Back to events

WORKSHOP ON

Basin assessments and capacity development strategy

Venue

Tsinghua University, China

Date & Time

07 April 2026 to 10 April 2026

Organisers: ICIMOD and Tsinghua University

About the event

Building on the success of the second authors’ workshops for the Indus and Yarlung Zangbo–Brahmaputra–Jamuna (YBJB) Basin Assessments held in December 2025, Tsinghua University, China is hosting the next phase of the basin assessment authors and capacity building strategy in Beijing. This gathering brings together leading authors and partners to accelerate cross-chapter harmonization and finalize near-complete drafts for editorial processing.

The Beijing meeting series is designed as three interconnected activities to maximise the value of bringing basin experts together in one location:

  1. Third authors’ writeshop: Indus Basin Assessment | 7 April 2026
  2. Capacity building strategy and design workshop | 8-9 April 2026
  3. Third authors’ writeshop: Yarlung Zangbo–Brahmaputra–Jamuna Basin Assessment | 10 April 2026

This sequencing strengthens coherence across both assessments, deepens partner engagement with key partners in China, given China’s role the headwaters region for multiple major international rivers in the HKH.

The core component of the event is the capacity development strategy session, which focuses on translating advanced climate–water risk intelligence into routine institutional use across the HKH. Despite the availability of advanced hydrological modelling, Earth Observation (EO), and risk analytics, integrating these tools into sectors like hydropower, agriculture, and disaster risk management remains a challenge.

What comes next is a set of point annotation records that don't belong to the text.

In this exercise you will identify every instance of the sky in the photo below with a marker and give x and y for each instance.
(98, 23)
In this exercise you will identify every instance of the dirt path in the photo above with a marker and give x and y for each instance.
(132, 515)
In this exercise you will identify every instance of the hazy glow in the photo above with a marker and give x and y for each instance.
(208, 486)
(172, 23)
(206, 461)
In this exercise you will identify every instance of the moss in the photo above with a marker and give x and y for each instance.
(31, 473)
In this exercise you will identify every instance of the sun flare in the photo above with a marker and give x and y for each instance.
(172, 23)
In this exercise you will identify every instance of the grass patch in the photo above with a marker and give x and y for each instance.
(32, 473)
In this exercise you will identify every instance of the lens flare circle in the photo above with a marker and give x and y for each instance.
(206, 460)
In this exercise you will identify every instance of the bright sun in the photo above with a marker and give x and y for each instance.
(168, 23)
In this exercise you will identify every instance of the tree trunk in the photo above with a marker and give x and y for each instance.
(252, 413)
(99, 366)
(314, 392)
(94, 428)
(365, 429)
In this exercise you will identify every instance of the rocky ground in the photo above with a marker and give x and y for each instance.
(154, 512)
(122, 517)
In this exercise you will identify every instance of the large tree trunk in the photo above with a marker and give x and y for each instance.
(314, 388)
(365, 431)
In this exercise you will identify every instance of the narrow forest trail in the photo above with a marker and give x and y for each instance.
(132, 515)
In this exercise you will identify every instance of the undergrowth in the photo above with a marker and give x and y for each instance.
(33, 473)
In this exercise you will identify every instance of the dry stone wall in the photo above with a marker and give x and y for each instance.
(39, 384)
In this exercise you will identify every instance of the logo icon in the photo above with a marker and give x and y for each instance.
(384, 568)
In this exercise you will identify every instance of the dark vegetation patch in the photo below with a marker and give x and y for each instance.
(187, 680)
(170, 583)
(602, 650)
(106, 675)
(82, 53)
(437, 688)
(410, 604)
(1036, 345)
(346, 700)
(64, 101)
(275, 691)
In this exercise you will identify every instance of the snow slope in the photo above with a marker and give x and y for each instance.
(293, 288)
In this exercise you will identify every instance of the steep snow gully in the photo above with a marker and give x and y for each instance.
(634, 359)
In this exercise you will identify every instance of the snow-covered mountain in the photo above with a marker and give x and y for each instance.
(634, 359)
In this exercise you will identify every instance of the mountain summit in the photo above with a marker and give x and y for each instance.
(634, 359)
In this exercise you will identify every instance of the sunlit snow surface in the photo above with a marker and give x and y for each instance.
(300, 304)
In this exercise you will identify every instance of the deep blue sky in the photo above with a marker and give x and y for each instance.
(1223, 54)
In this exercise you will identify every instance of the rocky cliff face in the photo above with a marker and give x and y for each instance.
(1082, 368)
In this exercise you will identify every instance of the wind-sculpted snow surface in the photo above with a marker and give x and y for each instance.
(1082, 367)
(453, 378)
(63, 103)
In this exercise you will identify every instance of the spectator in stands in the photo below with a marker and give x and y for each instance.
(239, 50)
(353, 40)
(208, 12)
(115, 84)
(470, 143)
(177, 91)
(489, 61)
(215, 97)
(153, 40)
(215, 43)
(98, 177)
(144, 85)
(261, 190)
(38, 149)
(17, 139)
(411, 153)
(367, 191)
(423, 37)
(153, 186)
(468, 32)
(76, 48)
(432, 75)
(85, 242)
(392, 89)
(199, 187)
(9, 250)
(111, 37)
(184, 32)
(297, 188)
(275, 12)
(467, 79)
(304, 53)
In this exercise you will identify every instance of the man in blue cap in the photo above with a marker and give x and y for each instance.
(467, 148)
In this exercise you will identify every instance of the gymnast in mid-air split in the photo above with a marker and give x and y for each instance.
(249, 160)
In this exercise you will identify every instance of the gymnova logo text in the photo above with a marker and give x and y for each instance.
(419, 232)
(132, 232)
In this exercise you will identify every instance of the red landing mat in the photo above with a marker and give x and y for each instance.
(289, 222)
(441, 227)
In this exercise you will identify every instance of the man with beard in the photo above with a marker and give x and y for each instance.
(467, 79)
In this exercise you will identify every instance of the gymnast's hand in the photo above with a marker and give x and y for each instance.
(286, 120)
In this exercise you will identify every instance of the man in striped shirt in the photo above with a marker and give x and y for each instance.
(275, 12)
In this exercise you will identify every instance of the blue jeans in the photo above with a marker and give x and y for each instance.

Building on climate–water scenarios and risk layers developed by ICIMOD and Tsinghua University, the workshop will:

  • identify practical pathways for adopting these tools.
  • develop a framework for institutional capacity.
  • refine the operational vision for the HKH Hydroclimate Cloud Exchange (H2CX) as a shared, cloud-based service for trusted data and sector-specific decision tools, ensuring scaled uptake by national institutions.

Objectives

  • Finalise near-complete drafts of the Indus and YBJ basin assessments for editorial processing and publication.
  • Strengthen cross-chapter coordination and harmonisation, methods, terminology, figures, and cross-cutting themes.
  • Engage partners in China and from the region for structured learning on decision-ready climate–water risk intelligence, focusing on uptake pathways, H2CX service functions, and capacity architecture for routine sector use.
  • Consolidate the publication timeline and agree on a coordinated engagement approach leading up to the 2026 UN Water Conference.

Expected outputs:

  • Consolidated, near-final draft manuscripts for both basin assessments, ready for internal review and editorial compilation.
  • A comprehensive package ensuring alignment on methods, definitions, cross-references, figures, maps, and narrative flow.
  • A concise capacity and uptake outputs package from the strategy workshop, covering priority sector use cases, key institutional uptake barriers/enablers, country adoption pathway briefs with “last mile” integration steps.
  • Agreed publication roadmap (review, graphics, layout, and editorial steps) and 2026 engagement plan toward UN policy fora, including the UN Water Conference.

Funding and acknowledgements

This series is organised by ICIMOD’s River Basins intervention under the Cryosphere and Water Risks in the Climate and Environment Risks Strategic Group. The series is supported by the Swiss Agency for Development and Cooperation (SDC), the Swedish International Development Cooperation Agency (SIDA) through the TROSA Phase-2 project, with in-kind contributions from participating partners. ICIMOD gratefully acknowledges Tsinghua University for hosting the full series in Beijing.

Background

ICIMOD’s River Basins intervention supports riparian partners across the Hindu Kush Himalaya (HKH) to strengthen climate resilience and transboundary cooperation through co-produced, policy-relevant basin knowledge products. Under RRB, basin networks are advancing collaborative science–policy processes to synthesize evidence, identify shared risks, and enable informed dialogue and action across upstream–downstream contexts. Within this framework, the Upper Indus Basin Network (UIBN) and the Yarlung Zangbo–Brahmaputra–Jamuna Basin Network (YBJBN) are co-producing basin assessments to consolidate the best available science on climate–cryosphere–hydrology dynamics, hazards and vulnerability, ecosystem services, and governance and cooperation needs. These assessments are designed to support practical decision-making, strengthen risk-informed planning, and provide a shared evidence base for regional learning and cooperation.